Endangered Review: Those brave souls who practice the beautiful art of journalism have not exactly had it easy in recent years. Numerous economic issues, as well as the emergence of new platforms that pose as reliable news sources but place a greater emphasis on opinion, gossip, and innuendo, have put the industry as a whole in jeopardy.
Journalists are currently facing an upsurge in attacks from the power brokers they cover, who incite public animosity toward them by branding any critical reporting as “fake news,” engaging in tactics like harassment, detention, assault, and even murder, as in the infamous case of Saudi journalist Jamal Khashoggi, a U.S.-based journalist.
The new documentary “Endangered” by Heidi Ewing and Rachel Grady, whose previous works include “Jesus Camp” and “Norman Lear: Just Another Version of You,” gives viewers an eye-opening and frequently upsetting glimpse at four journalists trying to do their jobs in the year 2020 and the attacks they face as a result.
“Endangered” introduces us to its characters as a way of demonstrating how drastically and recently things have changed after a nostalgic opening montage about how journalism was widely regarded as a respectable profession as recently as the second half of the 20th century.
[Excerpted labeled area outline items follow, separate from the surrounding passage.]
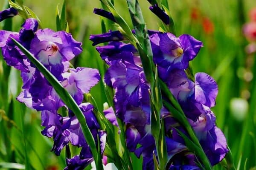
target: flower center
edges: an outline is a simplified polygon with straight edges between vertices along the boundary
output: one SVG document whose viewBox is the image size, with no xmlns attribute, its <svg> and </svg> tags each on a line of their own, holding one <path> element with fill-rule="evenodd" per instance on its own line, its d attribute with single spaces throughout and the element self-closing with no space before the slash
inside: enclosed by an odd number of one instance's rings
<svg viewBox="0 0 256 170">
<path fill-rule="evenodd" d="M 58 49 L 58 45 L 52 42 L 49 42 L 46 48 L 46 51 L 49 52 L 51 55 L 55 54 Z"/>
<path fill-rule="evenodd" d="M 174 57 L 180 57 L 181 55 L 182 55 L 182 54 L 183 54 L 183 49 L 180 47 L 175 49 L 174 50 L 172 50 L 172 52 Z"/>
</svg>

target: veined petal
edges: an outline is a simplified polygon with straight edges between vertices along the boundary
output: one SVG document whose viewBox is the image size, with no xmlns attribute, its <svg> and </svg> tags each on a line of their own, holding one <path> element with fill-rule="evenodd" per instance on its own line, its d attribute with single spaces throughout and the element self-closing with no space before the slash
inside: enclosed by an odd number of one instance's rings
<svg viewBox="0 0 256 170">
<path fill-rule="evenodd" d="M 218 87 L 214 79 L 204 73 L 198 73 L 195 76 L 195 99 L 209 107 L 214 106 Z"/>
</svg>

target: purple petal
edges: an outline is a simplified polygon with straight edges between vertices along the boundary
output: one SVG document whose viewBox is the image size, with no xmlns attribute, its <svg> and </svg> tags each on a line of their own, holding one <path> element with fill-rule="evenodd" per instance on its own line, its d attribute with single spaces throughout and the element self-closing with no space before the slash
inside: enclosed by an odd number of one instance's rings
<svg viewBox="0 0 256 170">
<path fill-rule="evenodd" d="M 134 152 L 140 139 L 140 135 L 138 130 L 133 126 L 127 128 L 125 133 L 127 147 L 131 152 Z"/>
<path fill-rule="evenodd" d="M 79 155 L 76 155 L 70 159 L 67 159 L 66 161 L 67 166 L 64 170 L 80 170 L 92 162 L 93 158 L 81 159 Z"/>
<path fill-rule="evenodd" d="M 225 136 L 216 126 L 208 133 L 200 143 L 212 165 L 220 162 L 229 152 Z"/>
<path fill-rule="evenodd" d="M 64 31 L 57 32 L 56 34 L 61 38 L 62 41 L 62 43 L 58 45 L 60 51 L 67 61 L 71 60 L 81 53 L 83 51 L 82 43 L 75 40 L 70 34 Z"/>
<path fill-rule="evenodd" d="M 195 76 L 195 99 L 209 107 L 214 106 L 218 94 L 218 85 L 214 79 L 204 73 L 198 73 Z"/>
<path fill-rule="evenodd" d="M 188 34 L 183 34 L 179 37 L 184 55 L 189 61 L 193 60 L 197 55 L 200 48 L 203 47 L 203 43 Z"/>
<path fill-rule="evenodd" d="M 116 127 L 118 127 L 117 120 L 116 120 L 116 117 L 115 115 L 114 110 L 112 107 L 104 110 L 103 113 L 104 113 L 106 118 L 109 120 L 113 125 Z"/>
<path fill-rule="evenodd" d="M 96 69 L 78 67 L 76 69 L 70 68 L 70 70 L 72 76 L 70 79 L 73 79 L 77 87 L 83 93 L 89 93 L 100 78 L 99 71 Z"/>
</svg>

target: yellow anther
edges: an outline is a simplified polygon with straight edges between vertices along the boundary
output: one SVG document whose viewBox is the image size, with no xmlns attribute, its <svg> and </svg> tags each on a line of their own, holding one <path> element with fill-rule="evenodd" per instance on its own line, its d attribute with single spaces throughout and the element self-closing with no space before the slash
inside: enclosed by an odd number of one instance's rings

Reporter Patrcia Campos Mello in So Paulo, Brazil, covers election fraud involving president Jair Bolsonaro.
In response to her writing, the extreme nationalist publicly attacks her with crass, sexualized remarks, which are then magnified by his supporters. Then, in an attempt to put a stop to them and send a message that such behaviour is unacceptable, Mello takes the perilous step of suing him for defamation.
Sashenka Gutierrez, a photojournalist in Mexico City, documents demonstrations where women have taken to the streets to protest what seems to be a never-ending tide of misogynistic violence. The women are engaged in a confrontation with police officers while wearing full riot gear and possessing an aggressive demeanour that could at any time turn violent.
These events may have taken place outside of the United States, but as the movie blatantly demonstrates, the sentiment reflected in those scenes has depressingly and progressively become typical here as well. Following the murder of George Floyd, Miami Herald photographer Carl Juste documents a Black Lives Matter demonstration in Florida. His work ends up being utilized as proof to refute the police’s bogus reports about their frequently violent response to the demonstrators. Soon after that, police officers started to follow and bother him.
Oliver Laughland, a British journalist who covers American politics for The Guardian, reports from Trump rallies where his supporters are urged to criticize him and other journalists for what they perceive to be “fake news.” One-on-one conversations with some of them reveal to Laughland that they refuse to purchase publications that do not share their opinions and claim that YouTube videos are a lot more trustworthy source of information. It comes as no surprise that the movie finally progresses to the events of January 6 and depicts the rebels destroying the tools used by journalists to carry out their duties.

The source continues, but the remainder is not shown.